As this example shows, documentation and coding style are key for readability. Meaningful variable names and breaking code into logical sections with blank lines help make your code easier to follow.

Readable code is useful not only when sharing with others but also for your future self: if you revisit code months later, good readability will save you a lot of headache!

Challenge

Combining Strings

In Julia, “adding” two strings with * produces their concatenation: "a" * "b" is "ab".

Write a function called fence that takes two parameters, original and wrapper, and returns a new string that has the wrapper character at the beginning and end of the original.

A call to your function should look like this:

JULIA

println(fence("name", "*"))

OUTPUT

*name*

JULIA

function fence(original::AbstractString, wrapper::AbstractString)
    return wrapper * original * wrapper
end
Challenge

Return versus print

Note that return and println are not interchangeable in Julia. println prints data to the screen so we, the users, can see it. return, on the other hand, makes data visible to the program for further use.

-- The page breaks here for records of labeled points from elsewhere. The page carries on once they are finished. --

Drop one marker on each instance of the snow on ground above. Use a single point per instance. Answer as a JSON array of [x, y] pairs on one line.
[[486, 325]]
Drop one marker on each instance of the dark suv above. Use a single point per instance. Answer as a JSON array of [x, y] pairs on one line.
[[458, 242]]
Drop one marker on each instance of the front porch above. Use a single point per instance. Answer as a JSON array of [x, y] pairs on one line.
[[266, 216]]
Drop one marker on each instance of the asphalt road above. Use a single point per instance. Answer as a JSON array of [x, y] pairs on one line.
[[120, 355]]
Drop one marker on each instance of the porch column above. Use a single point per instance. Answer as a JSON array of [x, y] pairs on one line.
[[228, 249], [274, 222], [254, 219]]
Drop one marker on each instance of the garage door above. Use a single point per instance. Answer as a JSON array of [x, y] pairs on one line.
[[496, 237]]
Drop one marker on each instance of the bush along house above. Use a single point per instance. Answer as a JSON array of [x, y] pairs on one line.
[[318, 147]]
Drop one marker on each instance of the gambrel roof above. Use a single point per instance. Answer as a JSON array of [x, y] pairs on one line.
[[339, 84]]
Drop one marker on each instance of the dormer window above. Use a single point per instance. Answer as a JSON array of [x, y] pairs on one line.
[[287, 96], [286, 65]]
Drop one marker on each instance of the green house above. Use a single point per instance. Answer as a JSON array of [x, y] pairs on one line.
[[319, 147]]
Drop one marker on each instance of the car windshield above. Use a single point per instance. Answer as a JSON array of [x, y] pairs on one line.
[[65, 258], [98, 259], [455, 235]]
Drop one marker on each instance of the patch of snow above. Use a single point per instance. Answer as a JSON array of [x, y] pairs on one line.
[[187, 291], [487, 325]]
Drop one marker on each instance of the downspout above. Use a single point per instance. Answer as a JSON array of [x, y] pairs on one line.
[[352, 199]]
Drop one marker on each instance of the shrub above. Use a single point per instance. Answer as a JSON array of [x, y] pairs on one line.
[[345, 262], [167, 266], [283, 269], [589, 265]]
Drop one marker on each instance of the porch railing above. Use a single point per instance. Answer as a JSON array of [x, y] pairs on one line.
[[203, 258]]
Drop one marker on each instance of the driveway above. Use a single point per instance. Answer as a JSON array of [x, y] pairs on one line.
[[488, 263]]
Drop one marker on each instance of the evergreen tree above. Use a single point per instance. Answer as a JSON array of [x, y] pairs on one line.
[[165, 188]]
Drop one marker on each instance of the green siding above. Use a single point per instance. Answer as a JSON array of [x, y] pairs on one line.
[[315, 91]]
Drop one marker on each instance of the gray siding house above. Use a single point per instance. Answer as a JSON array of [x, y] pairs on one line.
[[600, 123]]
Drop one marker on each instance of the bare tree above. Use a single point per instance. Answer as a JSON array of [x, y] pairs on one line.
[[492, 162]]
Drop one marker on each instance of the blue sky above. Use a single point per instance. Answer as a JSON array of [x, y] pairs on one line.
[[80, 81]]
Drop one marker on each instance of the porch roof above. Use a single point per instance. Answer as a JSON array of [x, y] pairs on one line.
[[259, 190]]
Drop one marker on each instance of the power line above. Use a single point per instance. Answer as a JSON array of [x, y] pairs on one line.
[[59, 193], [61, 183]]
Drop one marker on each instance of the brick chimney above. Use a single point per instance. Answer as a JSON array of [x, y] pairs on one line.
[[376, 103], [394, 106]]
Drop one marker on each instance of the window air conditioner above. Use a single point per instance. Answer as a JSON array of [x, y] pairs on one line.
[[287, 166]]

Consider the following function:

JULIA

function add(a, b)
    println(a + b)
end

What happens if we execute the following commands?

JULIA

A = add(7, 3)
println(A)

Julia will first execute the function add with a = 7 and b = 3, so it prints 10.

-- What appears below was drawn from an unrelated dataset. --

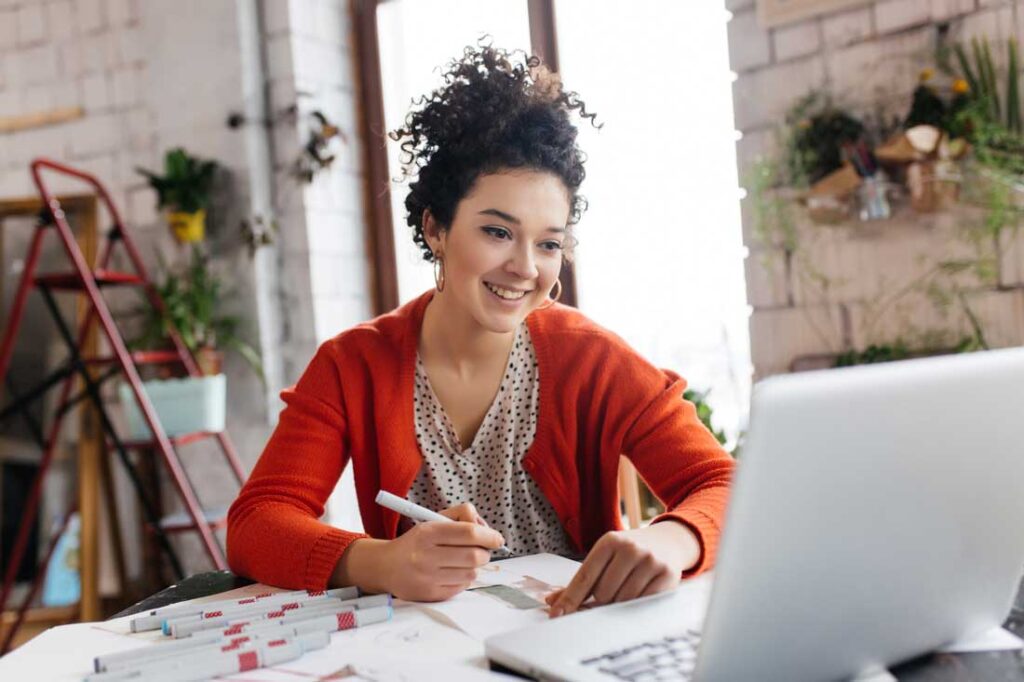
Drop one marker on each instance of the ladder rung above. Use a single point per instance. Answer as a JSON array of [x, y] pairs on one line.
[[180, 439], [180, 521], [73, 282], [140, 357]]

However, because add does not explicitly return a value, it returns nothing by default. Thus, A is assigned nothing and the final println(A) prints:

OUTPUT

10
nothing
Challenge

Selecting Characters From Strings

In Julia, you can refer to a character in a string using [index] (for example, [1] for the first character, [2] for the second, and so on). Additionally, the keyword end refers to the last character.

Write a function called outer that returns a string made up of just the first and last characters of its input.

A call to your function should look like this:

JULIA

println(outer("helium"))

OUTPUT

hm

JULIA

function outer(input_string::AbstractString)
    return input_string[1] * input_string[end]
end
Challenge

Greeting Function with Default Parameter

Write a function called greet that:

  1. Takes one required parameter name.
  2. Takes one optional parameter greeting that defaults to "Hello".
  3. Returns a string that combines the greeting and the name in the format:
"<greeting>, <name>!"

JULIA

println(greet("Alice"))

OUTPUT

Hello, Alice!

JULIA

println(greet("Bob", "Hi"))

OUTPUT

Hi, Bob!

JULIA

function greet(name::AbstractString, greeting::AbstractString="Hello")
    return "$greeting, $name"*"!"
end
Key Points
  • Define a function using function function_name(parameter)end.
  • Call a function using function_name(value).
  • Numbers are stored as integers or floating-point numbers.
  • Variables defined within a function are local and can only be seen and used inside that function.
  • Variables created outside of any function are global.
  • Within a function, global variables can be accessed
  • Use docstrings (triple-quoted strings """ ... """) to document a function.
  • Specify default values for parameters when defining a function using parameter=value in the parameter list.
  • Parameters can be passed by position, by name (keyword arguments), or omitted to use their default value.